О всех томских новостях Анна сразу же написала в редакцию «Искры» и стала ждать от Надежды Константиновны ответа. Адреса были верные, но ответ почему-то не приходил. Анна недоумевала: в чем же дело? Затерялось ее письмо? Или попало в руки жандармов? Если так, то надо быть, елико возможно, осторожнее. Главное — не показываться на глаза надзирателю, когда тот будет приходить со своим журналом, чтобы отметить, на месте ли поднадзорный Елизаров.

Отправила в Лондон второе письмо. По самому надежному адресу. Сообщила, что сбору денег для «Искры» сильно мешают социалисты-революционеры, но то, что удалось собрать, отправляет одновременно с письмом. О получении пусть упомянут в хронике на последней странице газеты. К собранным деньгам добавляет сто рублей, которые удалось раздобыть Марку. Мало. Но это же только начало.

Попросила новые явки в другие города Сибири, поинтересовалась подготовкой съезда.

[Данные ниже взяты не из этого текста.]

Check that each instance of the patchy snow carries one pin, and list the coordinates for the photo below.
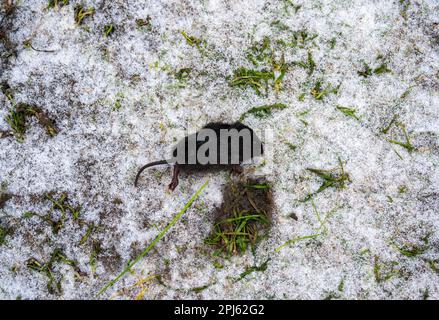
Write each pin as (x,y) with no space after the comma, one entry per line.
(391,202)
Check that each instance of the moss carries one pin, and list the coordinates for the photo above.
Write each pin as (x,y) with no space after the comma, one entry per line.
(319,92)
(80,13)
(47,268)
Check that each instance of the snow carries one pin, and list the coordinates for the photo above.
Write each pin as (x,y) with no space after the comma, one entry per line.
(98,150)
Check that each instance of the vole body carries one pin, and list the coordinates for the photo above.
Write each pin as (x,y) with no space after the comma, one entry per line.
(218,146)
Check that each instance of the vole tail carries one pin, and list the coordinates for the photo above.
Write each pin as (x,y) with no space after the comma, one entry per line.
(151,164)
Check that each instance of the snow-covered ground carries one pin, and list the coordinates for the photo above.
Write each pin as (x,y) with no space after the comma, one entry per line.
(117,101)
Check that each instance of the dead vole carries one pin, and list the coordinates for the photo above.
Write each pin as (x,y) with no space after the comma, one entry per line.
(218,146)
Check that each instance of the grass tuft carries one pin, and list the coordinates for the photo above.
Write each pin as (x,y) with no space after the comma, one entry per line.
(47,268)
(236,234)
(262,111)
(348,112)
(257,80)
(80,13)
(154,242)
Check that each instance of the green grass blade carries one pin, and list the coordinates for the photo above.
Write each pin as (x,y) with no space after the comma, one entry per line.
(154,242)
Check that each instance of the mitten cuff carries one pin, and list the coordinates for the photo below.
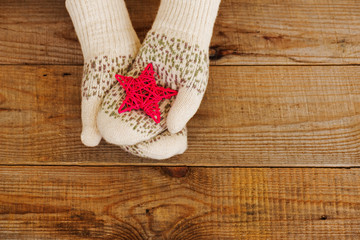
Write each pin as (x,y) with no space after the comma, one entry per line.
(103,27)
(189,20)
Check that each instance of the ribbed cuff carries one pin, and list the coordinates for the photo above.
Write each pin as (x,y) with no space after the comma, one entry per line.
(189,20)
(103,27)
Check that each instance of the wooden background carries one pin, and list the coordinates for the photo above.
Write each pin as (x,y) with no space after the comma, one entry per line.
(274,150)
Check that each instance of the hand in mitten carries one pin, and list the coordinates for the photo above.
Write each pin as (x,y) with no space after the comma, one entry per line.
(177,46)
(109,45)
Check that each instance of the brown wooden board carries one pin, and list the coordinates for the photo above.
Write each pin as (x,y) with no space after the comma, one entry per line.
(250,116)
(247,32)
(181,203)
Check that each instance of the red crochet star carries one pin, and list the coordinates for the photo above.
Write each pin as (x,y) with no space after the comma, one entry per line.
(143,93)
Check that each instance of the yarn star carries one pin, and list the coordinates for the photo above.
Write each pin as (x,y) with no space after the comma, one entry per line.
(143,93)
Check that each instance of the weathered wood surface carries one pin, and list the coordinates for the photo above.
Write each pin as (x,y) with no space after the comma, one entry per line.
(247,32)
(250,116)
(186,203)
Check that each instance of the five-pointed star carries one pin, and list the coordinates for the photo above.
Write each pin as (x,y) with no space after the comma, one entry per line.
(143,93)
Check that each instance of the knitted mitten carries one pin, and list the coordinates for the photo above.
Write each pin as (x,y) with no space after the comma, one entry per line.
(109,44)
(177,46)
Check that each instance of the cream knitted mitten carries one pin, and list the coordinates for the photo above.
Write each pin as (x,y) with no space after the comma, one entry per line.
(109,44)
(177,46)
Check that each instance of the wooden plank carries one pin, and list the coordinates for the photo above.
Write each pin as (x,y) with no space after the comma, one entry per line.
(250,116)
(186,203)
(247,32)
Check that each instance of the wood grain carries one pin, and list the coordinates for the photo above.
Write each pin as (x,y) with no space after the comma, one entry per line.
(205,203)
(247,32)
(250,116)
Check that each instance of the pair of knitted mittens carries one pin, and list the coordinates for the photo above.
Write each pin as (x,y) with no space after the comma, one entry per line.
(177,46)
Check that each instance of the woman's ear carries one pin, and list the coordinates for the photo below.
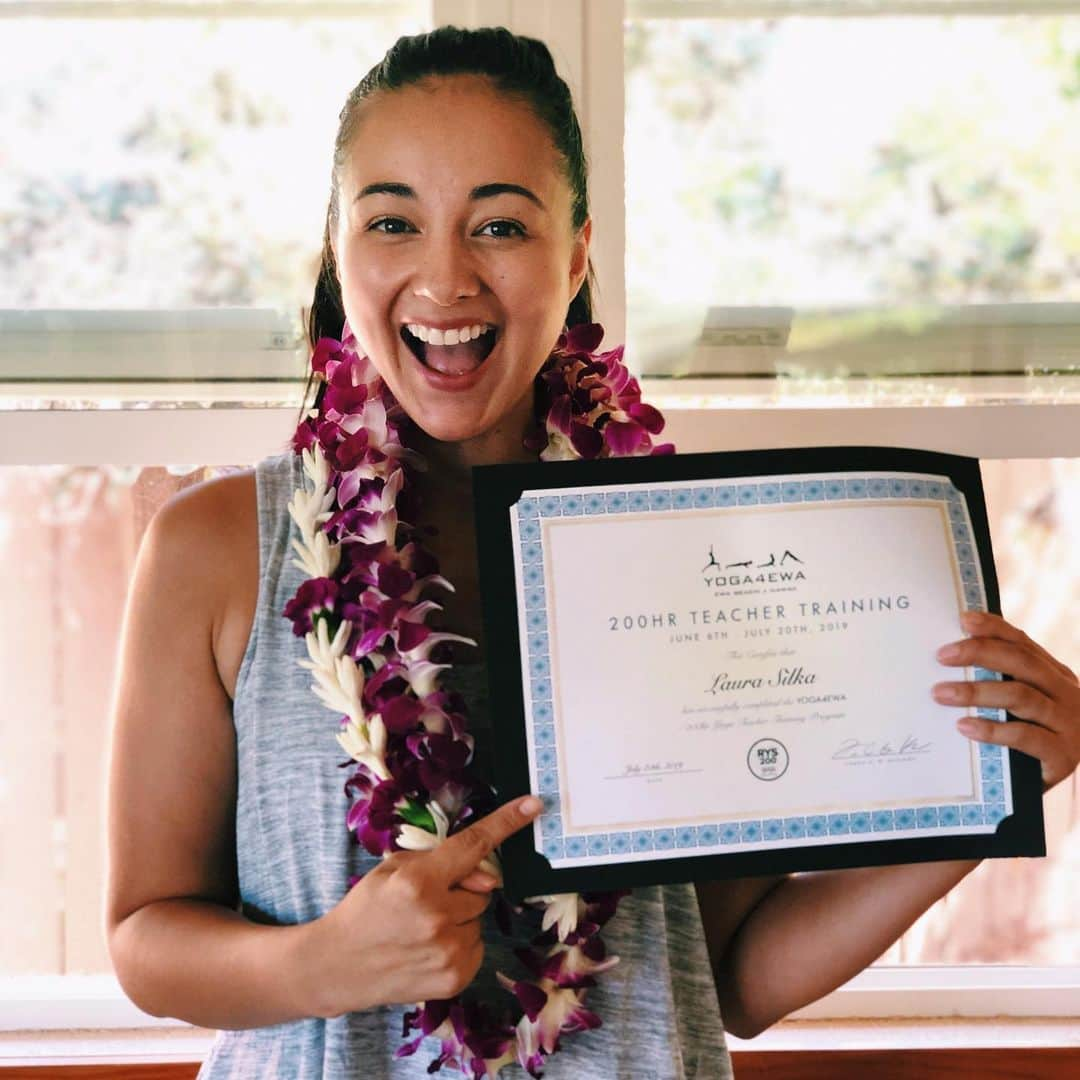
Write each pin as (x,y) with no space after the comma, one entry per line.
(579,256)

Спешила обрадовать брата самой главной томской новостью: найдены пути-дороги к глубоко законспирированному Томскому комитету. Он, к сожалению, в руках «экономистов», и потому она создает свою искровскую группу «революционных социал-демократов».

И опять стала ждать ответа. Что-то скажет брат? Наверно, одобрит. Не может не одобрить. Ведь в группе все подлинные марксисты. А с «экономистами», когда доведется столкнуться, поведут борьбу.

Но проходили дни и недели, а ответа все не было, и Анна тревожилась больше прежнего. Здоровы ли они там? Целы ли? И согласен ли Володя с ней? Если не согласен, написал бы сразу. Он же ничьих ошибок не замалчивает. Ошибающихся поправляет немедленно. И без всяких скидок на знакомство или родственные отношения. Если нужно, скажет прямо. Не будет подкрашивать ответ розовой водицей. Истина и последовательность для него — дороже всего.

Спрашивала Марка, тревожно глядя в его глаза. Муж успокаивал:

— Пролежало твое письмо где-нибудь у промежуточного адресата. Путь-то дальний. А ответят они обязательно.

Пройдет пять недель, и Надежда Константиновна сядет за письмо в далекий Томск. Она, посоветовавшись с Владимиром, не одобрит затеи сибиряков. Но напишет мягко: «Необходимо войти в Томский комитет и там вести свою линию; по теперешним временам это удобнее, чем образовывать отдельную группу». И поспешит обрадовать: «В России образовался Организационный комитет, цель которого подготовить объединение…»

К ее столу подойдет Владимир, прочтет последнюю фразу и скажет:

— Этого для Анюты мало. Нужно хотя бы одним словом ответить на ее главный вопрос.

Возьмет у жены перо, после неопределенного «объединение» напишет: «съезд».

— Вот так. Важнее этого сейчас нет ничего. И они там тоже должны готовиться к съезду.

5

Над Томском разливался торжественный благовест. Звонили на колокольнях всех церквей. Размеренно бухал громадный колокол кафедрального собора. Обыватели, принарядившись во все лучшее, как в рождественские или пасхальные дни, готовились к встрече владыки. Преосвященный Макарий, архиепископ Томский и Барнаульский, возвращался к своей пастве после полугодового пребывания в стольном Петербурге, где он был удостоен монаршего внимания: на его высоком черном клобуке снял бриллиантовый крест.